3. Land Care, Cultural Fire

Care and protection of the land, trees, and soil have been human responsibilities for millennia. When deeply connected, we effectively participate in caring for the world around us.

Cultural Burning

By participating directly with experienced indigenous elders, we can become steeped in profound practices of deepening our connection to the natural world.

Under such tutelage, we will be guided into and through environments, learning observational skills that are based on feeling the state of the environment and the intimate relationships between all of its parts. We will learn when to choose where and how to burn particular areas while safeguarding others. We will participate in actual burns, learning how to set-up for and implement fire according to ancient wisdom (and informed by contemporary science).
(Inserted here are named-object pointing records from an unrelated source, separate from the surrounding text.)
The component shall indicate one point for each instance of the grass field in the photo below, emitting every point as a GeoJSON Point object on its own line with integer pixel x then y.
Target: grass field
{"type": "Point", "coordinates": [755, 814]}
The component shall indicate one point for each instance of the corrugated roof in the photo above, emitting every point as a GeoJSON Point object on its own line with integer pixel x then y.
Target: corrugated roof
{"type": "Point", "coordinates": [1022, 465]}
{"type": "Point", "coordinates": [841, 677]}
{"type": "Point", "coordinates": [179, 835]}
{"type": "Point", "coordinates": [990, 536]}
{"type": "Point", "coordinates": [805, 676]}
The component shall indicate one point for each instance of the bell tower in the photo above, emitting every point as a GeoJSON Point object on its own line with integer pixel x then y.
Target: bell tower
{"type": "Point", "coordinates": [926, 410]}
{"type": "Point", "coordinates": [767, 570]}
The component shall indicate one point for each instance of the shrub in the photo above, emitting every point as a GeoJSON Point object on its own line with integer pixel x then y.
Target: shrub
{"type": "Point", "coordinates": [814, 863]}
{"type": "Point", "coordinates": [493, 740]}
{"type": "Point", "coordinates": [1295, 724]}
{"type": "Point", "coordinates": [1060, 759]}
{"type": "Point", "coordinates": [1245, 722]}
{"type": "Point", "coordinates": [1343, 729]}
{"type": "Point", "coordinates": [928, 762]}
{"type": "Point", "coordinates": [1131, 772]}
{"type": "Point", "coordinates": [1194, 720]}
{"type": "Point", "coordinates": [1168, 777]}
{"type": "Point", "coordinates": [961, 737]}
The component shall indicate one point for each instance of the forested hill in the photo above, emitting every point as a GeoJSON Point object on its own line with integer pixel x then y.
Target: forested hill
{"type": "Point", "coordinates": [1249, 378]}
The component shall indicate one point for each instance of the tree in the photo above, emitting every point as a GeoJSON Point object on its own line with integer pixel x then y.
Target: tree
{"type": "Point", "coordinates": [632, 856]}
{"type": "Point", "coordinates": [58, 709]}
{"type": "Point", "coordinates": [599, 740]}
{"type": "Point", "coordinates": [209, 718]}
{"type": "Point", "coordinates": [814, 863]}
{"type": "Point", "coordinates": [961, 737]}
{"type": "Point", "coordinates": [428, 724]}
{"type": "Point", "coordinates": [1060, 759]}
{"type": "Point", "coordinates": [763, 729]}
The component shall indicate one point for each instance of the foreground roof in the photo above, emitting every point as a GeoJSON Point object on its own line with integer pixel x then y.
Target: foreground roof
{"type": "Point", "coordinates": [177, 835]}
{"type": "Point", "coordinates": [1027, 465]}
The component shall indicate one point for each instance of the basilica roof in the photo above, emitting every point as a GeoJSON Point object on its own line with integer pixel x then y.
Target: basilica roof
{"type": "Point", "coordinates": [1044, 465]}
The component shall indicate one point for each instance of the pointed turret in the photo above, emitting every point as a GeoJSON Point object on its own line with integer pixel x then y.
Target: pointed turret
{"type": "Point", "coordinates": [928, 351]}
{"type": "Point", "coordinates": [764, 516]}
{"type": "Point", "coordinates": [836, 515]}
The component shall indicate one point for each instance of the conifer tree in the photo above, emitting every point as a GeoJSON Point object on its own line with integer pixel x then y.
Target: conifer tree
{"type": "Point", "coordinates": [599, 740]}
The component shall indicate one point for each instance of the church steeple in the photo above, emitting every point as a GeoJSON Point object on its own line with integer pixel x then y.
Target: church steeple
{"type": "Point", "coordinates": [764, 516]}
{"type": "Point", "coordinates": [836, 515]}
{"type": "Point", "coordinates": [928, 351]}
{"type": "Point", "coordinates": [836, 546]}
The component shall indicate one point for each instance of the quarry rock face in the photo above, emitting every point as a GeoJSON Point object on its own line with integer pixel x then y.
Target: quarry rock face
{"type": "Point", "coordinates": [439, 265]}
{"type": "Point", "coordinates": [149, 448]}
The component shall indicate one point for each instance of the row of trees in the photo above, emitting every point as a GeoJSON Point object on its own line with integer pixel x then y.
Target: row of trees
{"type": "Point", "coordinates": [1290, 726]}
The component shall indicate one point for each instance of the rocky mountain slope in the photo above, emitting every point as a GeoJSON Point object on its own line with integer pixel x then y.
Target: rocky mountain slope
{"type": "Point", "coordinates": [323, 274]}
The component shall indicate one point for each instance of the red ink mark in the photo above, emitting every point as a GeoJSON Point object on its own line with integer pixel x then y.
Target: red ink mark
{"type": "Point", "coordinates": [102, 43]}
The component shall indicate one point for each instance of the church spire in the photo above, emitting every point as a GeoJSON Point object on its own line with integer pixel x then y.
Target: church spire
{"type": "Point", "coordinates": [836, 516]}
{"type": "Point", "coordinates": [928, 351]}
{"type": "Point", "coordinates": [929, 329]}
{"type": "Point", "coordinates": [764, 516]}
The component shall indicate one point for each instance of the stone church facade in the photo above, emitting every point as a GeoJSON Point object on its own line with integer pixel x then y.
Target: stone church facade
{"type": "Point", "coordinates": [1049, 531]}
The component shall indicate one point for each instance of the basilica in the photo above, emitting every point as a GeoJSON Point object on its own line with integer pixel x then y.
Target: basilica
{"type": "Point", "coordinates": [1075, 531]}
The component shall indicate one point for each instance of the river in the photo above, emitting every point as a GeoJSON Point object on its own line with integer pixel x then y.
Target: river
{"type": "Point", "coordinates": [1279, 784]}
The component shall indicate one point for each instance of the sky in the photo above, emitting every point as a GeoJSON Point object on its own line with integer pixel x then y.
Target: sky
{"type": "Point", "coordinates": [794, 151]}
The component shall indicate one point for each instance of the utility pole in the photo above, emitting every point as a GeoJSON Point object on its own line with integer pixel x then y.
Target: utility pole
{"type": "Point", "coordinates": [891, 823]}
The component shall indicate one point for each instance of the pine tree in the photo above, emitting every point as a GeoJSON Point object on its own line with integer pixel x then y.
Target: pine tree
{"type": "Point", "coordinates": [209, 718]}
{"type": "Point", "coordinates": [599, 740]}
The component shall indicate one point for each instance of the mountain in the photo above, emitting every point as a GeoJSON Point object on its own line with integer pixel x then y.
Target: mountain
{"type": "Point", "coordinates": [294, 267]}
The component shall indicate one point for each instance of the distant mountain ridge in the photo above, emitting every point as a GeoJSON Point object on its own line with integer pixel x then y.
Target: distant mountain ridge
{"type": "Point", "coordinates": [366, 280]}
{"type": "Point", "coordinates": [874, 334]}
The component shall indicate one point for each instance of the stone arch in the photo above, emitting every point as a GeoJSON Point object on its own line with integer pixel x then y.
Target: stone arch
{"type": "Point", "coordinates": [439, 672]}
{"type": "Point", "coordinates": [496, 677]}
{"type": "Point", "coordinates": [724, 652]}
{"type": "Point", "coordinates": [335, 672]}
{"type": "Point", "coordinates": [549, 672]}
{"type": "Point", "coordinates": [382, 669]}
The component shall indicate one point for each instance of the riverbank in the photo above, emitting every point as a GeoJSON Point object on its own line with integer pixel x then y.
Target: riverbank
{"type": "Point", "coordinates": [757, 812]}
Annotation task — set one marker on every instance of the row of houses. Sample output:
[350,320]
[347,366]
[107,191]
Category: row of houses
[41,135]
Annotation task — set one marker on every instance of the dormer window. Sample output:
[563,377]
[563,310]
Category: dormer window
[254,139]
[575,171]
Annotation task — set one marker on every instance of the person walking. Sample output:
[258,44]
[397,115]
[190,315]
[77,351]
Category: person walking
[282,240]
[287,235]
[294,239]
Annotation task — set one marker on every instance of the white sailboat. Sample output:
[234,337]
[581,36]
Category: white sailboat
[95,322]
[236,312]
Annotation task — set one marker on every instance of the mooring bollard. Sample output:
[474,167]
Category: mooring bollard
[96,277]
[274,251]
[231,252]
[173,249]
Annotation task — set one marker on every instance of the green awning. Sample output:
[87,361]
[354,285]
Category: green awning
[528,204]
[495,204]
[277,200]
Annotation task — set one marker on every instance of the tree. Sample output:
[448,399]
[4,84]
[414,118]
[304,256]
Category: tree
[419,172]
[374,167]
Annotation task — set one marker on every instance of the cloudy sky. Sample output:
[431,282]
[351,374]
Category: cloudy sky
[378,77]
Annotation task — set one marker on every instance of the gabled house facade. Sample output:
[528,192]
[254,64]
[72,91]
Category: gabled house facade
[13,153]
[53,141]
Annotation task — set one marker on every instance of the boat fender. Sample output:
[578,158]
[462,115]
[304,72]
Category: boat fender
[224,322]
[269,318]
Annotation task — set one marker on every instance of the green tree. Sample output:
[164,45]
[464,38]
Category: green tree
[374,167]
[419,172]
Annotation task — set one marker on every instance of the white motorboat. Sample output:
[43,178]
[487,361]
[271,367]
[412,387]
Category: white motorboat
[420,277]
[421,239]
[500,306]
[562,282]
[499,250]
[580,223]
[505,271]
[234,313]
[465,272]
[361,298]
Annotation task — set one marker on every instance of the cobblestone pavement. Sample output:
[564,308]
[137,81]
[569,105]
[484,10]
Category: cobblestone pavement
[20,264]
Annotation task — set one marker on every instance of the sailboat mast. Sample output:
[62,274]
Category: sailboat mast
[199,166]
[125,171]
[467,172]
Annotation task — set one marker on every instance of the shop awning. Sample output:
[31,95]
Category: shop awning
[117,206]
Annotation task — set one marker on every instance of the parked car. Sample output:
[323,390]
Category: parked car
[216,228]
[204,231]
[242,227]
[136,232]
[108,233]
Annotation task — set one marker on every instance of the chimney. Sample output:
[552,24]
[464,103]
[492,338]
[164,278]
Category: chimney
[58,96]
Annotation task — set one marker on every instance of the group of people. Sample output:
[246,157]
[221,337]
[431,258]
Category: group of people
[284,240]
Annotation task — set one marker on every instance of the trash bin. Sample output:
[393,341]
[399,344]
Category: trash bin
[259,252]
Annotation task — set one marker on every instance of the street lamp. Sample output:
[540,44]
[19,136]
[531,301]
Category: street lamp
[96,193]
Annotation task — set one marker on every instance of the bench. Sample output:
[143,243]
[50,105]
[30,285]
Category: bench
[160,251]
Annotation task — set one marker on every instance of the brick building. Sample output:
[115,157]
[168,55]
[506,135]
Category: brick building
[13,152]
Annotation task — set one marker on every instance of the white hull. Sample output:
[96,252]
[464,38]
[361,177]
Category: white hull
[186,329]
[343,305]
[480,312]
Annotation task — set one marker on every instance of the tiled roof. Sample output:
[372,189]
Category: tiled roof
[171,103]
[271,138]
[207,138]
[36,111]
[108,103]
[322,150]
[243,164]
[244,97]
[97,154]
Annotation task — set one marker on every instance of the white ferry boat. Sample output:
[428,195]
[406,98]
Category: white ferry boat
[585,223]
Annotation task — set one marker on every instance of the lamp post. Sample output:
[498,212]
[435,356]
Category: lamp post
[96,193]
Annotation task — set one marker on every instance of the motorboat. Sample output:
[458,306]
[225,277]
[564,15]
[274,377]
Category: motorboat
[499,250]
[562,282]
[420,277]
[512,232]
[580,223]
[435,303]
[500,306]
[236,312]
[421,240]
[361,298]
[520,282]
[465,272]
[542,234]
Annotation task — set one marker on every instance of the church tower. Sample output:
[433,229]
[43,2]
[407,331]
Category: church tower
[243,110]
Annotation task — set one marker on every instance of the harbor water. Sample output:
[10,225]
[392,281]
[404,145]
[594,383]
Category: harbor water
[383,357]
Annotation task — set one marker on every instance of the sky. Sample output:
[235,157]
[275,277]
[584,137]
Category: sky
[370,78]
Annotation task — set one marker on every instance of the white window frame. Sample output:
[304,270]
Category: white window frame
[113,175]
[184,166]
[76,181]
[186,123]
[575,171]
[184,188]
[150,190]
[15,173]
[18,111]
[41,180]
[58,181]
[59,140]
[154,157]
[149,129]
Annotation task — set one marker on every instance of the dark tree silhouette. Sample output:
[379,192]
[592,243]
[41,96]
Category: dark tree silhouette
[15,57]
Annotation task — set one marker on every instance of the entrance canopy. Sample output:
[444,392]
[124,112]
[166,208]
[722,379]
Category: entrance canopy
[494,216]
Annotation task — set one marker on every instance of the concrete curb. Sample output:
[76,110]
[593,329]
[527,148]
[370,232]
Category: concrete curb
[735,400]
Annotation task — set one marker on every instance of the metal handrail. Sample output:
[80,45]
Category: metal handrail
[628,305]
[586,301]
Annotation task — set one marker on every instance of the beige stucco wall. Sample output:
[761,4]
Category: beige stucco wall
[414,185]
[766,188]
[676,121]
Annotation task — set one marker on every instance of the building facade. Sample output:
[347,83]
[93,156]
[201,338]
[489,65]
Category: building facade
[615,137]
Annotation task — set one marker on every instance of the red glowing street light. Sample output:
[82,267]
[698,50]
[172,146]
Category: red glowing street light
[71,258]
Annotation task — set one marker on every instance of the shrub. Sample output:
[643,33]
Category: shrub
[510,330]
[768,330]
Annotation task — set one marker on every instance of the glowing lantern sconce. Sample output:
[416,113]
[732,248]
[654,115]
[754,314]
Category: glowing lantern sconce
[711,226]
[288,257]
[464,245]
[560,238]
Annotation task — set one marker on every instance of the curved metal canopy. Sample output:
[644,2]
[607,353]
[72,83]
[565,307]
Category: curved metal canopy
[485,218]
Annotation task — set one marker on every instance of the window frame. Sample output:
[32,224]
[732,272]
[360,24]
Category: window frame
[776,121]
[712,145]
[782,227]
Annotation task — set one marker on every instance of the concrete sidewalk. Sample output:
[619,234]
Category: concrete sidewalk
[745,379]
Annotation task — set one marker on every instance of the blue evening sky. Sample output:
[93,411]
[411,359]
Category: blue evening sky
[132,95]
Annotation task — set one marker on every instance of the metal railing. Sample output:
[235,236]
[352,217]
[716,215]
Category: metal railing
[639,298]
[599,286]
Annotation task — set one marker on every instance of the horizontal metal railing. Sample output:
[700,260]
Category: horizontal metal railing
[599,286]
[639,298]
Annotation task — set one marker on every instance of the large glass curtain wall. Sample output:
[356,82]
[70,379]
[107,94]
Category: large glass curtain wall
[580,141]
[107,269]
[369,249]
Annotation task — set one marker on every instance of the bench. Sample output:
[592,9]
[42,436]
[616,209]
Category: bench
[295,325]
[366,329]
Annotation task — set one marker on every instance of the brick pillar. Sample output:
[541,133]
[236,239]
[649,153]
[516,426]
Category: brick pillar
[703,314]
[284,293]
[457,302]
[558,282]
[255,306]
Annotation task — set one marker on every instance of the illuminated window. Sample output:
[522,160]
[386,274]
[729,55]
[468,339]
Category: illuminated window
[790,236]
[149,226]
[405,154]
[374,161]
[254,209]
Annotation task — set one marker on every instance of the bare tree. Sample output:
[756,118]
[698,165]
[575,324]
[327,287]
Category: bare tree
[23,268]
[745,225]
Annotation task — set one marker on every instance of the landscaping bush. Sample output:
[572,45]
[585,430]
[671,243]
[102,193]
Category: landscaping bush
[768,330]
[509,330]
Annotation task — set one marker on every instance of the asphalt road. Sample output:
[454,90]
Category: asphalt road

Search for workshops around Australia and in other countries that are conducted by indigenous elders who are adept at cultural burning and related matters and ceremonies.

If you have grasslands, dry forests, wet forests, and/or other areas that you think may benefit from cultural burning, or you wish to participate in one of the growing number of Australian cool-fire workshops, contact:

Firesticks

Landcare Australia

.

Land Care and Tree Care

Land and tree care which are intimately related, are integrated with both cultural burning and fire-mimicry practices.

Adepts of land care dedicate their lives to understanding the needs of environments and their inhabitants, including humans. Those seriously interested in land care embark on lifelong apprenticeships of always learning more from country and from other experienced humans.

The impulse to care for land and trees is innate and natural.

If forests, jungles, and savannas are left alone – to be “wild” – they quickly overgrow and become tangled, congested, unhealthy, and neglected systems.

They also become dangerous fire generators!

Through the activities of intelligent humans and large herbivores, woodlands are tended and kept in balance and good health. Indigenous peoples constantly care for the regions they live in, and familial lore and responsibilities are transmitted across generations, resulting in a more or less continuous caretaking influence.

Caretaking the land is serious business on physical, cultural, and spiritual levels.

Forests are kept thinned so all the trees can grow well.

Well-tended food trees produce higher yields for people and animals.

Well-tended cultural and sacred trees grow to majestic proportions, connecting people to the heart of life.

Soil Care

Many modern practices of plowing, chemical fertilizers, industrial agriculture, exposure of soils to sun, wind, and air, and the general exploitation and neglect of garden soils, are fast bringing the world’s nutritious topsoils to a state of exhaustion.

Mulching, mineralization, and light seasonal burning of woodlands and grasslands helps to revive and keep topsoils rich and healthy.